WASHINGTON (Sputnik) — On Thursday, NATO Secretary General Jens Stoltenberg said in a briefing that the alliance will join the US-led coalition to defeat Daesh, which will consist of air-to-air refueling and intelligence sharing, but not deploying ground troops.
"It will send a ‘strong political message’ that NATO is still in the business of sending ‘strong political messages,’" retired Canadian diplomat Patrick Armstrong said.
University of Rhode Island Professor of Peace Studies and Non-Violence Nicolai Petro told Sputnik NATO lacked the military strength and political influence to make any significant contribution to the ongoing struggle to destroy Daesh.
"If NATO had any contribution to make to the resolution of the Syrian conflict, it would have already made it," he said.
Stoltenberg was speaking from weakness, not strength and his comments revealed a very weak and badly divided alliance, Petro observed.

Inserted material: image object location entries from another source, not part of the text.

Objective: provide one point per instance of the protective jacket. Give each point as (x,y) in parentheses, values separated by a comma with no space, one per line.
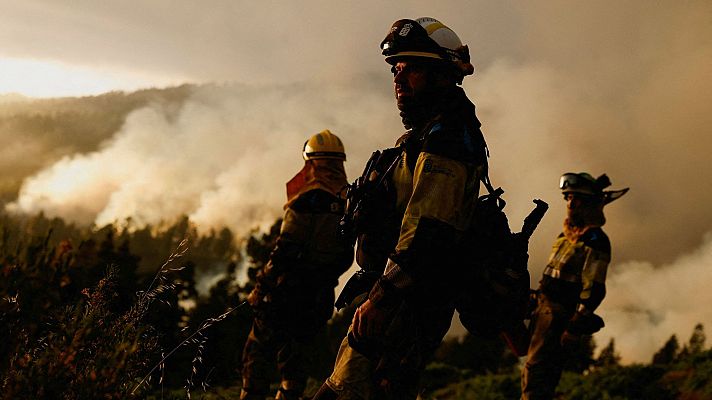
(294,295)
(436,185)
(576,271)
(426,207)
(572,287)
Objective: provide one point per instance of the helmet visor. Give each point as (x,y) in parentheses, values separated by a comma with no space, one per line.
(579,183)
(408,36)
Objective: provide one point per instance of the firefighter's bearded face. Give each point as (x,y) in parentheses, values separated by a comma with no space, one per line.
(415,82)
(582,209)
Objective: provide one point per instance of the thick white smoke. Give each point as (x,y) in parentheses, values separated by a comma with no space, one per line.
(222,159)
(647,303)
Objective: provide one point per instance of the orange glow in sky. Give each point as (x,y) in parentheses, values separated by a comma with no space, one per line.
(40,78)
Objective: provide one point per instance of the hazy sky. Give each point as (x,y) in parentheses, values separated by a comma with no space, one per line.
(617,87)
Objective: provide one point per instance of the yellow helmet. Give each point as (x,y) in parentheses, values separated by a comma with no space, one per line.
(324,145)
(429,38)
(584,183)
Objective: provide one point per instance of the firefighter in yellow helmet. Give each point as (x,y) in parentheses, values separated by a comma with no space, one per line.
(423,195)
(573,284)
(294,295)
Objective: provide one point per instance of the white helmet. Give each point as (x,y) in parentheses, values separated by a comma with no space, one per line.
(324,145)
(428,38)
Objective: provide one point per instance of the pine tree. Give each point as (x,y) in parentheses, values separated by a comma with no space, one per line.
(668,353)
(608,356)
(697,340)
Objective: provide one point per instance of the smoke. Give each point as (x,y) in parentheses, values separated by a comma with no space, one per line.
(602,87)
(648,303)
(222,158)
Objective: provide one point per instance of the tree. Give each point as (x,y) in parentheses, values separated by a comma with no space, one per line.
(580,357)
(668,353)
(697,340)
(608,356)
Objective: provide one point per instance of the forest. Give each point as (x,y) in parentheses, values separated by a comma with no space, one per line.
(116,312)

"This is a purely rhetorical statement of support, far short of the commitment that the Trump administration had hoped for, but already a strain on European unity. Stoltenberg's explicit disavowal of combat operations speaks volumes," he said.
Later in his briefing, Stoltenberg said NATO's expanded role would provide a coordinating platform among member states in addition to displaying what he described as a strong political message of unity.